The glymphatic system is a highly organized, brain-wide network responsible for the transport of cerebrospinal fluid (CSF), which is crucial for the removal of protein waste, including amyloid and tau.1,2,3 Glymphatic fluid transport also plays a critical function in water homeostasis,4,5,6 antigen presentation,7 immune cell trafficking,8,9 and in the delivery of solutes, such as glucose.10 Due to the absence of lymphatic vessels, the brain relies on CSF circulation through the tissue to remove waste proteins. The glymphatic system uses the perivascular spaces (PVSs) as low-resistance routes for rapid CSF influx into deep brain regions.1 Factors such as increased vascular stiffness, brain injury, or gliosis can impair glymphatic flow, thereby predisposing individuals to the development of neurodegenerative diseases.4,5,11,12,13
Glymphatic fluid transport is enhanced during sleep.14,15,16,17,18,19 In recent years, the link between sleep and the glymphatic system has received substantial attention, as poor sleep often precedes the onset of neurodegenerative diseases and is a predictor of early dementia.20,21,22 Yet, the precise mechanisms by which sleep and wakefulness influence glymphatic flow remain unclear. Initial studies in anesthetized mice showed that cardiac pulsatility promotes glymphatic inflow,23,24 but modeling studies have indicated that cardiac pulsatility might only serve a mixing effect.25,26 Instead, slow vasomotion—spontaneous, rhythmic constriction and dilation of arteries27,28,29,30,31,32—has been proposed as a potential driver of solute clearance in NREM sleep, though direct evidence has been lacking.

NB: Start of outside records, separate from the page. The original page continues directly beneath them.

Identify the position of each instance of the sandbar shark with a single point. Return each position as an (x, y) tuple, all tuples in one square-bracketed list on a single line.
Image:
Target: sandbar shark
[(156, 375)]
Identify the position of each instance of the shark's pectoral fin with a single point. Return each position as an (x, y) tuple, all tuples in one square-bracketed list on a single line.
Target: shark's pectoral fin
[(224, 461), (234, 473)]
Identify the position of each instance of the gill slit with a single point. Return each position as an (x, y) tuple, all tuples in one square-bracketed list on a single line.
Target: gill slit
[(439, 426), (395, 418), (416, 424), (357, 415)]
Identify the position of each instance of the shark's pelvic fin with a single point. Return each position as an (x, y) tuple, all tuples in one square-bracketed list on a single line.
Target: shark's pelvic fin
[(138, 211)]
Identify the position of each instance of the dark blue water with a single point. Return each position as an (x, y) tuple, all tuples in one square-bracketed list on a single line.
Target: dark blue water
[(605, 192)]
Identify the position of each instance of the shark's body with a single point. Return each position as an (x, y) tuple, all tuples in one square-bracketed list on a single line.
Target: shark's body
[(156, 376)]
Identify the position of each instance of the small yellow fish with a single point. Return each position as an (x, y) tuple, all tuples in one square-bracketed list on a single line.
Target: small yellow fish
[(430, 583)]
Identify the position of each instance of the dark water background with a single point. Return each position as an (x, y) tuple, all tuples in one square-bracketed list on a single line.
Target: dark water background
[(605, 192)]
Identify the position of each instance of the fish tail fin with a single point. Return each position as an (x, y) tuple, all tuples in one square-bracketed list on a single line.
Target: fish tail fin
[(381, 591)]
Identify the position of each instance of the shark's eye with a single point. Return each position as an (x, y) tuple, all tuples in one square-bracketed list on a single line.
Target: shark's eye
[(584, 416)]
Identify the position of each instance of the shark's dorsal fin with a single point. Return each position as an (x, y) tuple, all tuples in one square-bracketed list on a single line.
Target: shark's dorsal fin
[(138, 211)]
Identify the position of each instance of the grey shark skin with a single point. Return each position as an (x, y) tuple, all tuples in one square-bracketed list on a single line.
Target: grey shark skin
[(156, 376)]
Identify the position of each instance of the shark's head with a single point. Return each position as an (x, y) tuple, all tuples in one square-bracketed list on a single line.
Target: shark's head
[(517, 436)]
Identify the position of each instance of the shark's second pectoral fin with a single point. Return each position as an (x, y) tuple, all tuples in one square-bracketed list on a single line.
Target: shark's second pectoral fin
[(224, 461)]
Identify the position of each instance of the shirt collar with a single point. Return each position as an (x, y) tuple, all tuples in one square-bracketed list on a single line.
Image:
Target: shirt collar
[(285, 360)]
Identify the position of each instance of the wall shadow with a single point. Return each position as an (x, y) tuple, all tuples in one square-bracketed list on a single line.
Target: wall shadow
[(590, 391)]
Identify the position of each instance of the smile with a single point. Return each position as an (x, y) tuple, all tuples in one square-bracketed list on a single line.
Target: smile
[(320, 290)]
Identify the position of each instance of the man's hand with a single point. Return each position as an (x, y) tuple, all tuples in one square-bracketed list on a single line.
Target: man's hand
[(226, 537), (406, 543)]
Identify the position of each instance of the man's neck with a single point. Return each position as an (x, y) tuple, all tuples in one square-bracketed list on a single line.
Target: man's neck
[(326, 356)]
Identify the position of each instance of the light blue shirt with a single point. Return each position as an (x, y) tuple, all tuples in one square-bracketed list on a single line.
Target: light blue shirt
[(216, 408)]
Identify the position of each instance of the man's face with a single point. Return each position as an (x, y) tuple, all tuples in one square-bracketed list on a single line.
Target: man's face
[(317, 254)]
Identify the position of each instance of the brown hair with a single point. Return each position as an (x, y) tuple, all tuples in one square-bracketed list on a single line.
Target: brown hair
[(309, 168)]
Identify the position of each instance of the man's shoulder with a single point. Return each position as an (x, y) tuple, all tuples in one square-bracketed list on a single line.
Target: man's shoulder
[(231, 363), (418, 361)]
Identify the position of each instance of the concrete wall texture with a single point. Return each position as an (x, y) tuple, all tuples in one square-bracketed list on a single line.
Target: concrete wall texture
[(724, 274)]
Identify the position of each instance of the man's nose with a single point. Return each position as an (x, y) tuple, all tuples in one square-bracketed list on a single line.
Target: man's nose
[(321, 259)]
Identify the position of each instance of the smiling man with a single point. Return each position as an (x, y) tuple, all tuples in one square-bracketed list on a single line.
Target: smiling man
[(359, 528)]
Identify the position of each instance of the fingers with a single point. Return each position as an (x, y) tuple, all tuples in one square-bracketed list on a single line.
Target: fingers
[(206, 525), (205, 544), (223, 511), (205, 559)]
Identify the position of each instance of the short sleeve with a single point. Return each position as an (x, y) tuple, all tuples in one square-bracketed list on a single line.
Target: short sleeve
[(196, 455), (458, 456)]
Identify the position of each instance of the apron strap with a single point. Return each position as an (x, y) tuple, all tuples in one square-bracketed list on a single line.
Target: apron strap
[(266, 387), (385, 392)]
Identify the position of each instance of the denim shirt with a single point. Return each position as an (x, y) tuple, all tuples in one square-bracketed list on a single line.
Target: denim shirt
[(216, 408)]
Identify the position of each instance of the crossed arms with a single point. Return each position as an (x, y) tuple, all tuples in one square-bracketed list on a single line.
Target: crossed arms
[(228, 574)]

In parallel, recent advances in biosensor imaging have revealed that NREM sleep is characterized by regular oscillations in brain norepinephrine (NE) levels, occurring at a frequency in the range of ∼0.02 Hz.33,34,35 These infraslow oscillatory fluctuations in NE are critical for memory performance and the micro-architectural organization of sleep,33,34,36 but their effects on the vasculature and CSF dynamics are unknown, despite NE being a potent vasoconstrictor.37,38
Technical limitations have hampered progress in rodent glymphatic imaging studies, primarily due to the lack of methods to visualize CSF dynamics during natural, unrestrained sleep. As a result, most rodent studies have relied on anesthesia as a surrogate for sleep. Yet, anesthesia disrupts or eliminates many key characteristic features of natural sleep, such as oscillatory NE release, micro-arousals, vasomotion, and REM sleep, which renders anesthesia unsuitable for studying the natural drivers of glymphatic flow.39,40,41,42 While neuroimaging in humans does not yet have the spatial resolution to quantify CSF flow in the brain parenchyma, several studies have shown that CSF movement in the 4th ventricle is temporally linked to neuronal slow wave activity (SWA) and vascular volume changes during NREM sleep.17,43 However, CSF flow in the 4th ventricle is not representative of glymphatic flow in the brain parenchyma,44 leaving the fundamental question of what drives glymphatic flow during natural sleep unresolved.
We here developed a method, “flow fiber photometry,” that enabled recordings of blood and CSF dynamics during long, uninterrupted periods of wakefulness, NREM, and REM sleep by avoiding the need for head fixation and allowing mice to move freely in their home cage during recordings. We achieved chronic blood labeling by using liver-secreted, fluorescently tagged albumin,45 in conjunction with tagging of CSF using a fluorescent tracer to investigate the impact of NE oscillations on both vascular and CSF dynamics. With simultaneous recordings of NE (using GRABNE2m),46 blood,45 CSF, and electroencephalogram (EEG)/electromyogram (EMG) activity, we uncovered a surprisingly intricate and tightly linked relationship between brain states and fluid dynamics.
Our findings identify locus coeruleus (LC)-induced NE oscillations as the key driver of slow vasomotion, which in turn facilitates glymphatic clearance during natural sleep. These insights have broad implications for understanding the components of restorative sleep, the functions of slow vasomotion, and the connection between vascular dysfunction and glymphatic failure, which predispose individuals to neurodegenerative diseases.